Alex Katz

Biography of Alex Katz

Alex Katz is an American painter, sculptor, and printmaker celebrated for his figurative paintings. His works are instantly recognizable through their brightly colored, flattened style that was created in reaction to 1950s Abstract Expressionism. Despite being widely recognized for his role as a precursor to the Pop-Art movement, Alex Katz has avoided being affiliated with a singular style or movement throughout his career.

 

Born in New York in 1927, Alex Katz served in the Navy before attending art school where he developed his trademark style by experimenting with collaging paper.
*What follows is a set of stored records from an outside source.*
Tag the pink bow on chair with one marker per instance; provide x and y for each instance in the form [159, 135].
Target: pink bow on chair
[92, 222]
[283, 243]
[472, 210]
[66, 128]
He has a varied oeuvre, ranging from large landscape paintings to figure studies, marine scenes, and flowers. However, Alex Katz is perhaps best known for his documentation of the people and social happenings that surround him. He takes his family and friends as his subjects, creating intimate painterly moments that often borrow visual techniques from advertising or cinema such as a repetition of features or cropping the scene. He is perhaps most well-known for his many portraits of his wife and muse, Ada.

 

Since 1951 Alex Katz’s work has been the subject of more than 200 solo exhibitions and nearly 500 group exhibitions internationally including shows at the Serpentine Gallery, London and the Metropolitan Museum of Art, New York. Retrospectives at the Whitney Museum of American Art (1986) and the Brooklyn Museum of Art (1988) led to major exhibitions of Alex Katz’s landscape and portrait painting in Europe, the United States and Asia, and his work features in over 100 public collections worldwide.

 

The artist has received a steady stream of honors throughout his career, including a Lifetime Achievement Award from the National Academy Museum, New York (2007); the Cooper Union Annual Artist of the City Award (2000); the Queens Museum of Art Award for Lifetime Achievement and an Award for Art in Public Places (1985), to name only a few. He currently lives and works in New York and Maine.